Düsseldorf. Man durfte staunen, als Mario Draghi neulich in Brüssel aufgetreten ist. Als ehemaliger Chef der Europäischen Zentralbank ist er ein Meister der filigranen Kommunikation. Doch bei der Übergabe seines 400-seitigen EU-Wettbewerbsberichts übte sich der Italiener in martialischer Rhetorik.
Europa brauche einen „radikalen Wandel“, der Kontinent stehe vor einer „existenziellen Herausforderung“, die am Ende seine Freiheit kosten könnte, sagte Draghi. Und als wäre das nicht genug, legte er noch mal nach: Es drohe ein „langsamer Todeskampf“, wenn die Europäer nicht massiv in ihre Energienetze, in Innovationsförderung und Verteidigung investieren würden.
>> Dieser Artikel ist ein Beitrag zur großen Handelsblatt-Aktion „Zukunftsplan Deutschland“. Alle Texte finden Sie hier.

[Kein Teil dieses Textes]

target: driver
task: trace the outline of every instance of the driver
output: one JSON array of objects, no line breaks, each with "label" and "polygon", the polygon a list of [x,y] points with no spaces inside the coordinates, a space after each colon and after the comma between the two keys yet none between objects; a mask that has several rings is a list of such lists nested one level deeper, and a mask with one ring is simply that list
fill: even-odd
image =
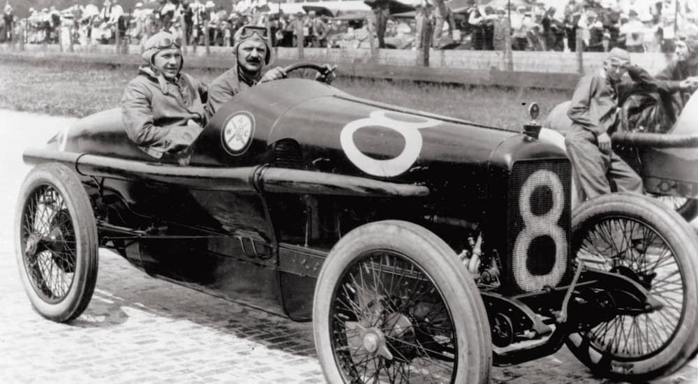
[{"label": "driver", "polygon": [[128,138],[160,158],[188,147],[206,124],[206,86],[181,73],[179,38],[166,31],[145,42],[146,64],[126,85],[121,115]]},{"label": "driver", "polygon": [[[234,41],[232,52],[236,58],[235,64],[214,80],[209,88],[206,105],[209,119],[233,96],[257,84],[286,76],[281,67],[272,68],[262,75],[262,70],[271,59],[266,28],[244,25],[235,32]],[[319,75],[316,80],[329,83],[334,78],[334,68],[325,66],[327,75]]]},{"label": "driver", "polygon": [[565,145],[578,185],[587,198],[610,193],[611,181],[619,192],[642,193],[642,179],[611,147],[609,135],[618,116],[618,94],[632,87],[621,82],[625,72],[634,81],[651,80],[644,70],[630,66],[628,52],[614,48],[600,73],[579,80],[570,103],[567,116],[572,124]]},{"label": "driver", "polygon": [[655,76],[658,84],[674,94],[672,114],[678,117],[683,105],[698,88],[698,32],[679,38],[675,59]]}]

Es klang nicht nur wie ein Abgesang auf den alten Kontinent. Es war einer.
Wer wollte auch bestreiten, dass Europa sich in einer kritischen Lage befindet: im Westen die zunehmend isolationistisch agierenden USA, die nicht erst seit Donald Trumps erster Präsidentschaft eine radikale Amerika-first-Politik und die Zerstörung jener regelbasierten Weltordnung betreiben, die sie selbst nach dem Zweiten Weltkrieg initiiert haben und in der Europa so gut gedeihen konnte. Dabei ist es nicht unwahrscheinlich, dass ab Januar 2025 Donald Trumps zweite Amtszeit droht.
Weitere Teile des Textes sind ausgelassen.